After that brief rest, they continued on for what seemed like hours. They talked about any and every subject that entered their minds and were continually surprised at how many things they had in common. They both had aggressive fathers and adoring mothers. Except Tom’s mother was French (no wonder he spoke the language so perfectly). His grandmother still lived just outside Paris, but his mother had spent years in the States, even before she married the professor.
When the road began to pitch into a steep decline, Meg found it easier to close the umbrella and use it as a walking-stick rather than shade. She felt oddly unsteady all of a sudden. What was the problem? She loved hiking. Could walk for miles without getting tired. But there was Tom Anderson walking along beside her as if it were a couple of cool blocks in a park, while she suddenly felt eighty years old. Well, she wasn’t going to say a word. Not one word. Better to ignore it and keep talking.
“The professor must know a lot of influential people around here if he can just call up somebody to take him wherever he wants to go in a private plane.”
“Pop has a lot of friends everywhere. He’s like a magnet that way. Besides, it was about the only thing he could do without money or a passport. I just can’t figure out why he ditched Gilbert. Seemed for a while they had ironed out their differences. But where the devil does that put Gilbert? He should have called in by now. Or at least left another message.
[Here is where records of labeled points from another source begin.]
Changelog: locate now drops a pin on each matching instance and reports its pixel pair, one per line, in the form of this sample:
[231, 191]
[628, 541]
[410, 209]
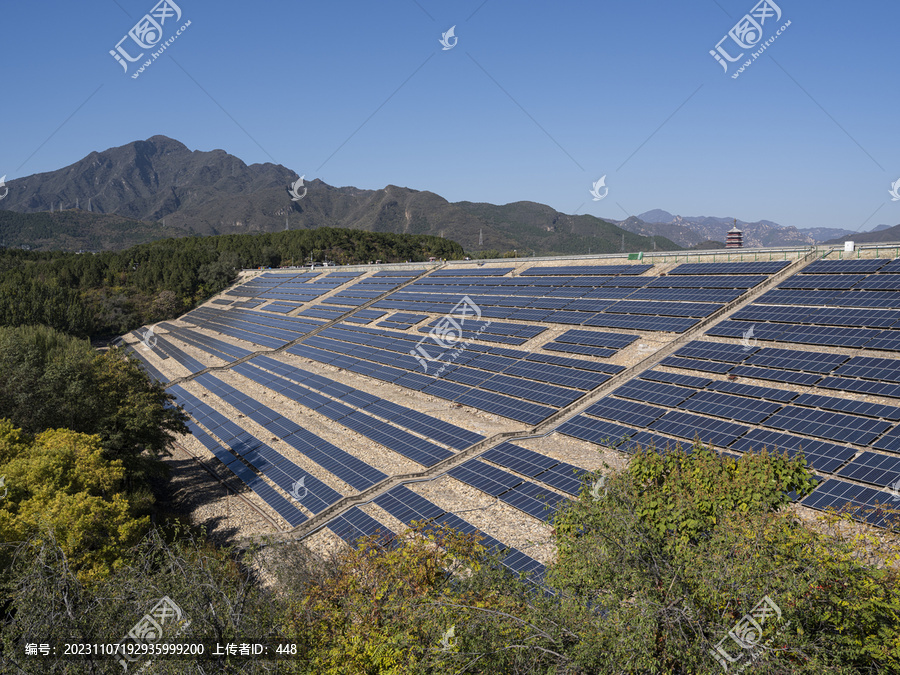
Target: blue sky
[535, 101]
We’re out of range with all these trees and hills, though, so we’ll have to wait until town to find out.”
“Strange being in the back regions of Africa and seeing so many people with cell phones. You would think they would need more consistent electricity.”
“They’re pretty ingenious about that,” he replied. “You’ll see when we have to film in some of the more remote places. There are street vendors set up to charge them off car batteries.”
Meg might have been more properly impressed if he hadn’t sent something of a thrill through her at the mention of filming in remote places. Maybe he really had meant what he said about working on her Mary Kingsley film…with a real film crew, yet! As if she wouldn’t gladly trade a voodoo tour (she had plans of skipping out of the voodoo parts, anyway) for an experience like that. Maybe that’s what had attracted the professor to her, too. Hadn’t he been unusually interested in her cameras? And if Tom had been talking to him all along about Mary Kingsley…well, it was no wonder he…
“Do you want to rest, again, Meg?” He broke into her thoughts. “You should be careful in this heat until you get used to it.”
“I do feel a bit lightheaded. But let’s just get this over with. Besides, maybe we won’t have to do the whole eight miles. I think I smell smoke somewhere...do you?”
“Hopefully, it’s the road crew.”
“Tom, you...well, you don’t suppose we’ll run into any unsavory characters, do you? The kind who like to rob stranded people like us, on the road?”